Marka Míková in the first half of the 1990s
Marka Míková in the first half of the 1990s
zdroj: Archive of the witness

Marka Míková was born Marie Horáková on December 28, 1959 in České Budějovice. Her father Milan Horák was a lawyer, her mother Marie a teacher. The family soon moved to Prague and Marka Míková grew up in Karlín. She was brought up in the faith, and the family attended the local Church of Saints Cyril and Methodius. Her father Milan Horák was a member of the Communist Party of Czechoslovakia because of his work, but after 1968 he was expelled at his own request. Marka Míková has been involved in music and acting since childhood, starring in Kachyň‘s Robinson and Vorlíček‘s fairytale How Princesses Wake Up.
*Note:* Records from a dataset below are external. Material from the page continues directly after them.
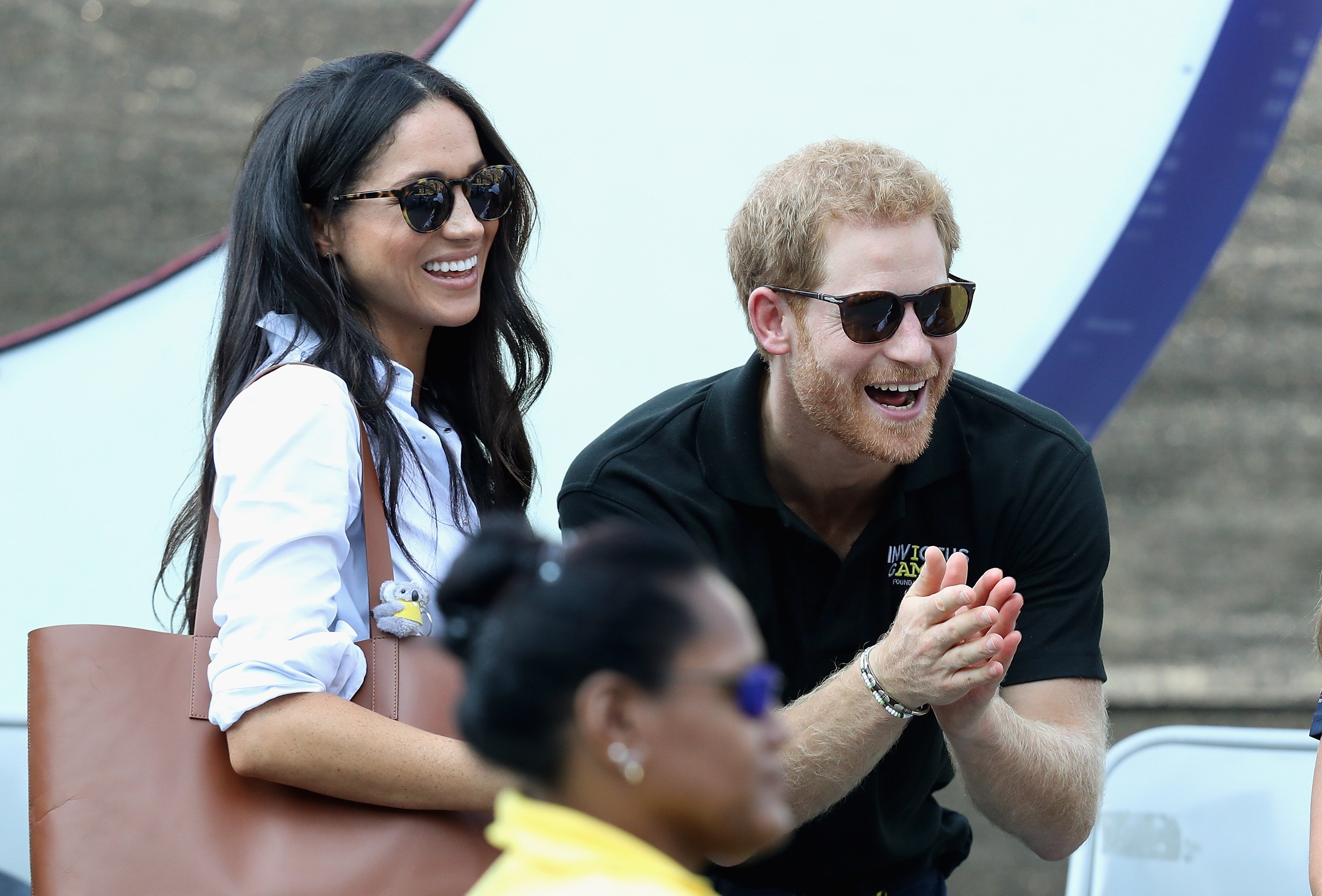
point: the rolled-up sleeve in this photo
(287, 491)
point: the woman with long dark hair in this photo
(625, 684)
(376, 241)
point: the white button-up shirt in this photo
(293, 573)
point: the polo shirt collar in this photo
(730, 442)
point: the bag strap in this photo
(380, 564)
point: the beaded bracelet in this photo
(887, 702)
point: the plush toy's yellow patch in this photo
(402, 609)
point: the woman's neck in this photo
(406, 344)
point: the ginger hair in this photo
(777, 236)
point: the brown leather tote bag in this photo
(131, 792)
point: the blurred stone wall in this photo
(1213, 467)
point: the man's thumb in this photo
(930, 577)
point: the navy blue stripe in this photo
(1209, 172)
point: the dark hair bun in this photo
(503, 553)
(532, 621)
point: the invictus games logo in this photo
(906, 561)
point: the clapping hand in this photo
(951, 644)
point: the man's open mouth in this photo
(898, 396)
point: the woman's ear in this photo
(607, 710)
(320, 225)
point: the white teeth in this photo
(468, 264)
(901, 388)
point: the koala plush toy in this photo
(402, 609)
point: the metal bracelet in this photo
(887, 702)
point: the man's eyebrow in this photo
(432, 172)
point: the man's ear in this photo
(320, 225)
(771, 320)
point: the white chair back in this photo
(1201, 811)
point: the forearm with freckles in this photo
(1040, 779)
(840, 734)
(331, 746)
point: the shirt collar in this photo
(561, 837)
(290, 343)
(730, 442)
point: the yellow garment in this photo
(557, 851)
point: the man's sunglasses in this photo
(428, 204)
(755, 692)
(874, 316)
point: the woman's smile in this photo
(454, 274)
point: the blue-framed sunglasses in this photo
(755, 690)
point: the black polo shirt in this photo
(1005, 480)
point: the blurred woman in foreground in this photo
(625, 682)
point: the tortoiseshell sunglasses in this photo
(428, 204)
(874, 316)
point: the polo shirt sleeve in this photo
(1059, 557)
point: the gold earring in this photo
(630, 766)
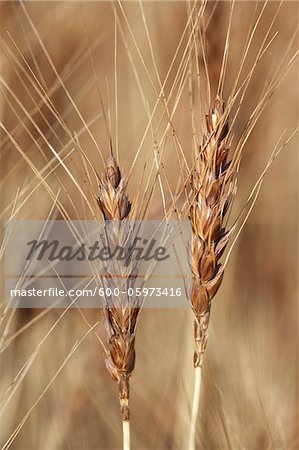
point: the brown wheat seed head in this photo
(213, 188)
(120, 318)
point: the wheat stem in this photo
(195, 407)
(126, 435)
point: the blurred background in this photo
(74, 74)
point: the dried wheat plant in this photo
(213, 188)
(179, 110)
(121, 316)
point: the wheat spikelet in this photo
(212, 190)
(120, 318)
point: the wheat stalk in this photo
(120, 317)
(212, 192)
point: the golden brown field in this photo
(80, 77)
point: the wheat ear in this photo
(212, 190)
(120, 318)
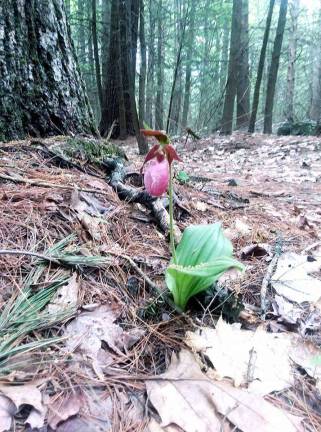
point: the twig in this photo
(152, 284)
(41, 183)
(28, 253)
(266, 281)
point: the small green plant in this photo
(204, 253)
(202, 256)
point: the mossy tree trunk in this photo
(41, 90)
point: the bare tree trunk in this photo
(268, 113)
(189, 60)
(150, 68)
(231, 85)
(106, 10)
(41, 90)
(315, 110)
(204, 70)
(81, 30)
(294, 9)
(128, 29)
(256, 96)
(243, 82)
(159, 104)
(67, 3)
(142, 75)
(96, 51)
(224, 55)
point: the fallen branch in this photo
(41, 183)
(266, 281)
(28, 253)
(116, 171)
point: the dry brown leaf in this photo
(294, 278)
(7, 411)
(257, 359)
(86, 333)
(63, 408)
(12, 397)
(185, 397)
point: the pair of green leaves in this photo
(202, 256)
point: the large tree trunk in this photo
(274, 68)
(231, 85)
(256, 96)
(290, 85)
(243, 83)
(41, 90)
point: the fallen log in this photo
(116, 172)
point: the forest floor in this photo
(86, 344)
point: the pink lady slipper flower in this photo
(158, 163)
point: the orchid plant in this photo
(204, 253)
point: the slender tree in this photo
(96, 50)
(119, 104)
(243, 79)
(315, 109)
(159, 104)
(294, 9)
(274, 68)
(189, 62)
(231, 86)
(256, 96)
(150, 84)
(142, 74)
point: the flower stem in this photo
(171, 215)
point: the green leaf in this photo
(203, 255)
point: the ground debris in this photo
(121, 333)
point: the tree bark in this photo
(119, 104)
(106, 13)
(231, 85)
(96, 51)
(150, 68)
(41, 90)
(189, 61)
(142, 75)
(315, 110)
(159, 104)
(268, 113)
(243, 82)
(256, 96)
(294, 9)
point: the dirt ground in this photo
(264, 190)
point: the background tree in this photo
(202, 77)
(294, 9)
(41, 91)
(256, 96)
(231, 86)
(274, 68)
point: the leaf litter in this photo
(106, 356)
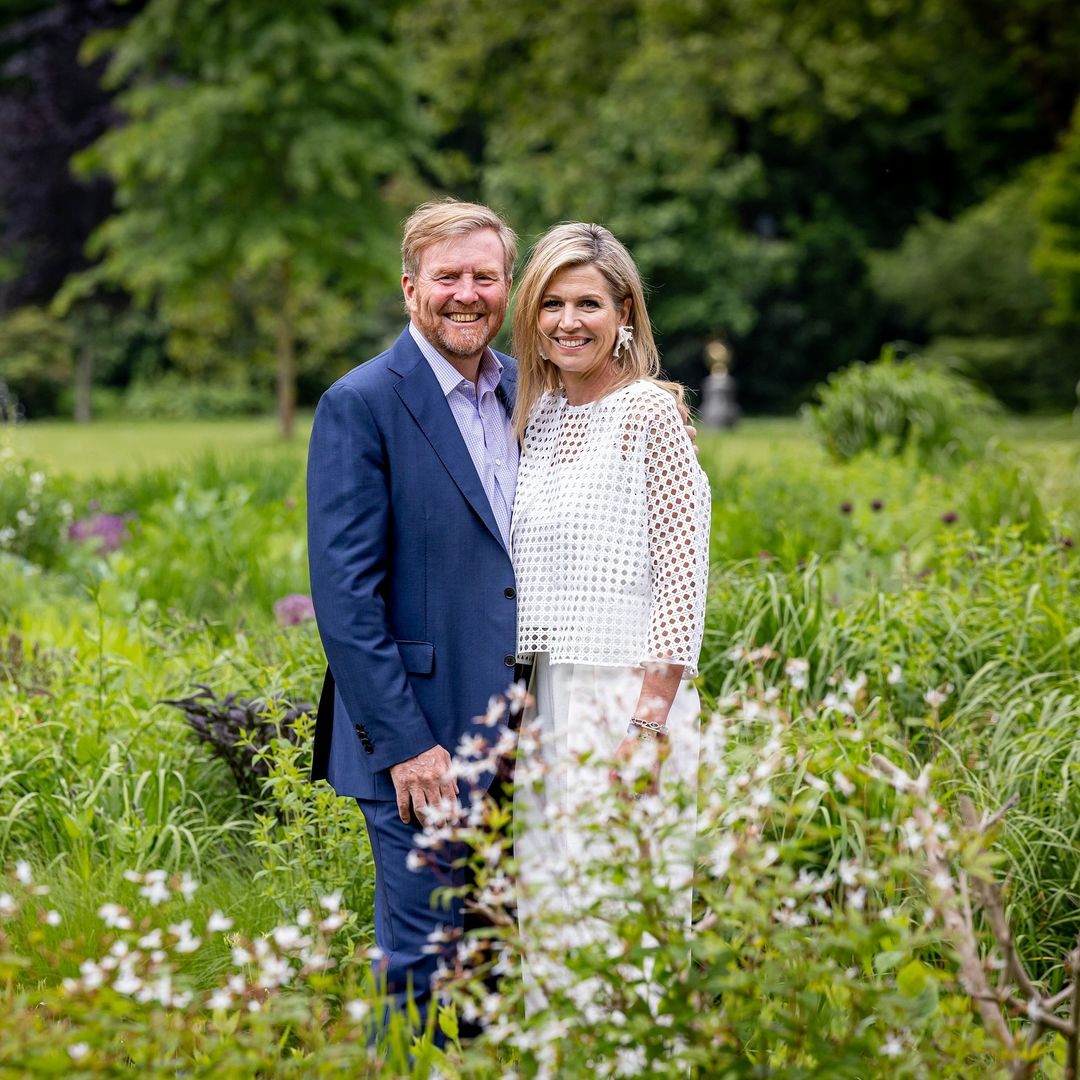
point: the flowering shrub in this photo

She did not get into acting at DAMU, but later studied directing and dramaturgy at the puppetry faculty. From the 1980s she was active in punk bands, first Plyn, then Dybbuk and finally Zuby nehty, which is still active today. She married in 1982 and had four children with her husband Tomáš Mika. In 1989 she joined the Decade of Spiritual Renewal initiative and on the occasion of the canonization of Agnes of Bohemia she performed in the Vatican in St. Peter‘s Square. After the revolution, she continued to work in music, directing and acting, published several books and founded the Puppets in the Hospital initiative. In 2025 she was living in Prague.